In der Praxis bedeutet das einen schwierigen Spagat für Ärzte und Therapeuten, die plötzlich auch bei der Erstellung von Übungen und Trainingseinheiten oder Trainingssteuerung gefragt sind. Und das trotz des ohnehin schon fatalen Engpasses bei der Versorgung psychischer Erkrankungen.

Mit Depressionen künftig zum Physiotherapeuten?

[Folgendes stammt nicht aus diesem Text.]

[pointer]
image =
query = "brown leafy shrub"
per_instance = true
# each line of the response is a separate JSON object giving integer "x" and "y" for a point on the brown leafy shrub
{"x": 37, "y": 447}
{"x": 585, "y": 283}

In Bayern haben laufinteressierte Ärztinnen und Ärzte die Sache in die eigenen Hände genommen und lokale Laufinitiativen für Erkrankte ins Leben gerufen. Deutschlandweit untersucht ein Konsortium aus Krankenkassen und Forschungseinrichtungen Möglichkeiten, um die psychologische Versorgungslücke in Deutschland durch Sporttherapeuten zu schließen. In Schulungen werden Sportwissenschaftleren und Physiotherapeuten fit gemacht, um für Depressionspatienten mehr als nur Fitnesstrainer zu sein. „Das bereitet die Therapeuten optimal auf die Betreuung der Patienten vor. Zum Beispiel mit ihnen darüber zu sprechen, was sie sich von der Therapie versprechen – und wie sie dieses Ziel erreichen“, erklärt Dr. Andreas Heißel von der Uni Potsdam, der die Schulung mitentwickelt hat. Von der Sensibilisierung würde auch das Therapie-Personal profitieren: „Es ist wichtig, dass sie ihre eigenen Umgangsmuster erkennen und reflektieren. Das macht sie nicht nur besser, sondern auch zufriedener. Wir sind überrascht, wie sehr die Therapeuten das Angebot annehmen, sich öffnen und einbringen.“

Für psychisch Erkrankte sind Initiativen wie diese vor allem eines: gute Nachrichten! Wer an leichter oder mittelgradigen Depression leidet, hat in den Sporttherapie-Angeboten eine weitere Perspektive auf Genesung. Laufen allein ist kein Allheilmittel, aber es kann sowohl in der Vorbeugung als auch in der Therapie wertvolle Dienste leisten. Schwerdepressive sind zwar weiterhin auf konventionelle Behandlung angewiesen, profitieren dort allerdings von den durch den Sport freigeräumten Kapazitäten.

Fest steht: Ob Sporttherapie, medikamentöse Behandlung, Psychotherapie oder eine Kombination aus alldem – wer sich für eine Behandlung entschieden hat, hat den wichtigsten Schritt bereits getan.